Myriozotisis

Scientific classification
- Kingdom: Animalia
- Phylum: Cnidaria
- Subphylum: Anthozoa
- Class: Octocorallia
- Order: Scleralcyonacea
- Family: Mopseidae
- Genus: Myriozotisis Alderslade, 1998
- Species: Myriozotisis heatherae; Myriozotisis spinosa;

= Myriozotisis =

Genus of corals

Myriozotisis is a genus of coral in the family Mopseidae. The type species is Myriozotisis heatherae, and the one other identified species is Myriozotisis spinoza. The name refers to the fine branching of the genus, and is composed of the Greek Myrios ("numberless") and ozotos ("branched/branching"), combined with Isis.

== Description ==
The corals reach up to about 16.2 cm in height, and are densely and finely branched. The colonies are planar. Preserved specimens are greyish orange, comparable to the color of new rust.
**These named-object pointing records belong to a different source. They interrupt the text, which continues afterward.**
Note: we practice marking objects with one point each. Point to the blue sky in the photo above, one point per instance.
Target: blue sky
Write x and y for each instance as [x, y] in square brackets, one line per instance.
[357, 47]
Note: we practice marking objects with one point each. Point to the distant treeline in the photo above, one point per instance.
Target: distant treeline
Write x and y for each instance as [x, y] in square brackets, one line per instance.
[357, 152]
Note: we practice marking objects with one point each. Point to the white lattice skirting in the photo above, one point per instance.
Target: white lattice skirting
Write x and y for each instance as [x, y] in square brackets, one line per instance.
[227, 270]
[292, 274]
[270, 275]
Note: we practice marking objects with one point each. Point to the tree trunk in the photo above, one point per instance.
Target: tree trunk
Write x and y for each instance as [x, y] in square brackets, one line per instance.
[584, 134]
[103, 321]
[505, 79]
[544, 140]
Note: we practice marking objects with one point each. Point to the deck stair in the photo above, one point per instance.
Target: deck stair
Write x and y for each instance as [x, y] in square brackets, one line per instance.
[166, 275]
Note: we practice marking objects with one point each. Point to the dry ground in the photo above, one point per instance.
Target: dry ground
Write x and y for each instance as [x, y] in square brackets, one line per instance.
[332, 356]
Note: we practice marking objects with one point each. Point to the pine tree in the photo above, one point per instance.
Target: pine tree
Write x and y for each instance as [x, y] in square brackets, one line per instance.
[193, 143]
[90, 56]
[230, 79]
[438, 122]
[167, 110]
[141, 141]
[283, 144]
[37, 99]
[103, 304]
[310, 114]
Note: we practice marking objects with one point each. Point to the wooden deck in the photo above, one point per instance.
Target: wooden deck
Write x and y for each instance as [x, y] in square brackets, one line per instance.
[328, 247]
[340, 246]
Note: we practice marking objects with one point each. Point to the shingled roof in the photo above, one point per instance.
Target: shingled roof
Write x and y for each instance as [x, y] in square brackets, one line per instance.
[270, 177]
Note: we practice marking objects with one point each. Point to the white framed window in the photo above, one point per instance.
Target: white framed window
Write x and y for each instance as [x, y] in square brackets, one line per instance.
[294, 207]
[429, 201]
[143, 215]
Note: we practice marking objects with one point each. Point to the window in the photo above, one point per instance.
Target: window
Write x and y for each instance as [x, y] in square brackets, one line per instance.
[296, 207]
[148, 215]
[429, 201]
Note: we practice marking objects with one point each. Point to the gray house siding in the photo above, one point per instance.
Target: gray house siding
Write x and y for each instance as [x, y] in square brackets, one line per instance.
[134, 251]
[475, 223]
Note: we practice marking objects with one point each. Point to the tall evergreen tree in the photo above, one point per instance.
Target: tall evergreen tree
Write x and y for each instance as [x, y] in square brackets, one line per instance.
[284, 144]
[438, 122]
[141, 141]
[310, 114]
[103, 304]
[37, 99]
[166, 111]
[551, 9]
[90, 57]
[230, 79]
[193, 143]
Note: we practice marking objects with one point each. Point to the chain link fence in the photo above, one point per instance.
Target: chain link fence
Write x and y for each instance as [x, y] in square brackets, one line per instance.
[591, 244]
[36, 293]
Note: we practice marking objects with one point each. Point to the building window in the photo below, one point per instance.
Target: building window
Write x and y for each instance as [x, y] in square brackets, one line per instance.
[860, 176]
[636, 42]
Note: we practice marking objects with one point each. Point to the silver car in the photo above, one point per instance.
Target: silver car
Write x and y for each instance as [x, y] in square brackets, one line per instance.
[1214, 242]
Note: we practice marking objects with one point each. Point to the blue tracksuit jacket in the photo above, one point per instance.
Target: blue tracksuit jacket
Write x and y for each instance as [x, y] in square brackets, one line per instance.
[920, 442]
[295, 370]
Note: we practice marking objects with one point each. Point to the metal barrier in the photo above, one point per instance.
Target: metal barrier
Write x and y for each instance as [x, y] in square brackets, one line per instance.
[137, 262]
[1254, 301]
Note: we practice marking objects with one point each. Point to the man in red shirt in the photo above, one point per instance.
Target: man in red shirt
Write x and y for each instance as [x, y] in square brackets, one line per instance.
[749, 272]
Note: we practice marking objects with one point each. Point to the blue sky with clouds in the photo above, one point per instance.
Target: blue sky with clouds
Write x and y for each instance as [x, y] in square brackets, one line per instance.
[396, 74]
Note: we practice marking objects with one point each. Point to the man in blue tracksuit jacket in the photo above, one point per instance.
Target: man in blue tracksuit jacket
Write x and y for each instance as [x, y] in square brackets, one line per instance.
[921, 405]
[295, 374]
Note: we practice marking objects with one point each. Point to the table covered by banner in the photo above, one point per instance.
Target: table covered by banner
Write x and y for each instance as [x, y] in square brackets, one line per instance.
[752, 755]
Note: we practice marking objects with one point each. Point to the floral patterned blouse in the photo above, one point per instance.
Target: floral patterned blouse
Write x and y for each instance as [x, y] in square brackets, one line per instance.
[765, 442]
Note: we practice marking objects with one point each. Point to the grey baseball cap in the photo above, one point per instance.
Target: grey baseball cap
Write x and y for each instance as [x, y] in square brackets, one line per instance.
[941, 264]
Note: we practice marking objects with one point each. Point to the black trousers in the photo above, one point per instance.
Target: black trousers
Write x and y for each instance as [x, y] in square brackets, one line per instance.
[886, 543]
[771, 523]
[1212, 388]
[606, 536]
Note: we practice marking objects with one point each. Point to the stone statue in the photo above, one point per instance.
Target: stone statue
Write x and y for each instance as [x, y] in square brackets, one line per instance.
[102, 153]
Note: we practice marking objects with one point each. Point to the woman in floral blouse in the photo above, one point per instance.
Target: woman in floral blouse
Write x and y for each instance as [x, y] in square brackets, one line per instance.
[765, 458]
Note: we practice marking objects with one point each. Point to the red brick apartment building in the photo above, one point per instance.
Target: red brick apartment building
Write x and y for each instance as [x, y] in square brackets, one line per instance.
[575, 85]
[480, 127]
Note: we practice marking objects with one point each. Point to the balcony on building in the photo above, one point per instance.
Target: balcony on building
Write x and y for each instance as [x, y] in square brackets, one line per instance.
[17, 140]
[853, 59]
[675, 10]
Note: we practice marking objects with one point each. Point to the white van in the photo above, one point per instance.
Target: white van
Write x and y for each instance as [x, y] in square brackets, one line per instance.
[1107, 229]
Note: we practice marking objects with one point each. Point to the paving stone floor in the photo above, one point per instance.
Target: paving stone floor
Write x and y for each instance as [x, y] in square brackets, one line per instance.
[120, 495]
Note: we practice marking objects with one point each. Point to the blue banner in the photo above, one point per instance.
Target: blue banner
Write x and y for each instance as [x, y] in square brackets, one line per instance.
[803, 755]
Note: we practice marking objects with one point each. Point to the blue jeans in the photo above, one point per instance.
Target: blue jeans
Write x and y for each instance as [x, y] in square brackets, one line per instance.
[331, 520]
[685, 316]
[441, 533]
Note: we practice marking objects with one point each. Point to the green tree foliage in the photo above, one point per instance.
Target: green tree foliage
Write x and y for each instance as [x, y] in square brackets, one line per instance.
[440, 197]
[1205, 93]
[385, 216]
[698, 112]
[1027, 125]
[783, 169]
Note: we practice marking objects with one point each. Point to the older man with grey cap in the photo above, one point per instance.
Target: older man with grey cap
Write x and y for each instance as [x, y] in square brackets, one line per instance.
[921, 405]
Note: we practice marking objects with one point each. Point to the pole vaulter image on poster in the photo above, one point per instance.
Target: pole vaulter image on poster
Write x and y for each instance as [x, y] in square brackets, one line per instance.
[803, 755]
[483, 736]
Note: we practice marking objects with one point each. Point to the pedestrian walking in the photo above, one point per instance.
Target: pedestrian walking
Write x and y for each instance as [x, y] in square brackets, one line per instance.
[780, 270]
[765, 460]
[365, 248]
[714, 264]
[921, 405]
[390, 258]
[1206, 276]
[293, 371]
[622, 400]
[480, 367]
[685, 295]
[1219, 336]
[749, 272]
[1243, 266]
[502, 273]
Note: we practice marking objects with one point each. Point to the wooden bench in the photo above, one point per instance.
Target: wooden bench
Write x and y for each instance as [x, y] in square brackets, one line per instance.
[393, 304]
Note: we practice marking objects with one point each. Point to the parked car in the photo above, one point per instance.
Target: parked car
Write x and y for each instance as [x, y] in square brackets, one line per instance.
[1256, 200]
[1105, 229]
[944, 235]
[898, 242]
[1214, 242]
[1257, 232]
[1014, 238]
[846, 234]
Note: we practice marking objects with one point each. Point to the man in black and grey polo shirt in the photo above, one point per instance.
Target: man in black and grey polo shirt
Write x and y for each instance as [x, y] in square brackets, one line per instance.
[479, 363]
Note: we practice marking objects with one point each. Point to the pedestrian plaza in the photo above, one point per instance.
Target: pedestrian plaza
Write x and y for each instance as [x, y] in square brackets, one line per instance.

The axial internodes range from being orange-white and translucent in the thicker branches to being orange to orange brown and transparent in the finer ones. They are up to 1.7 mm long in M. spinosa and up to 4.3 mm long in M. heatherae. The nodes of the skeleton are dark brown or orange. Early examples were found somewhat off the coast near Brisbane, Australia.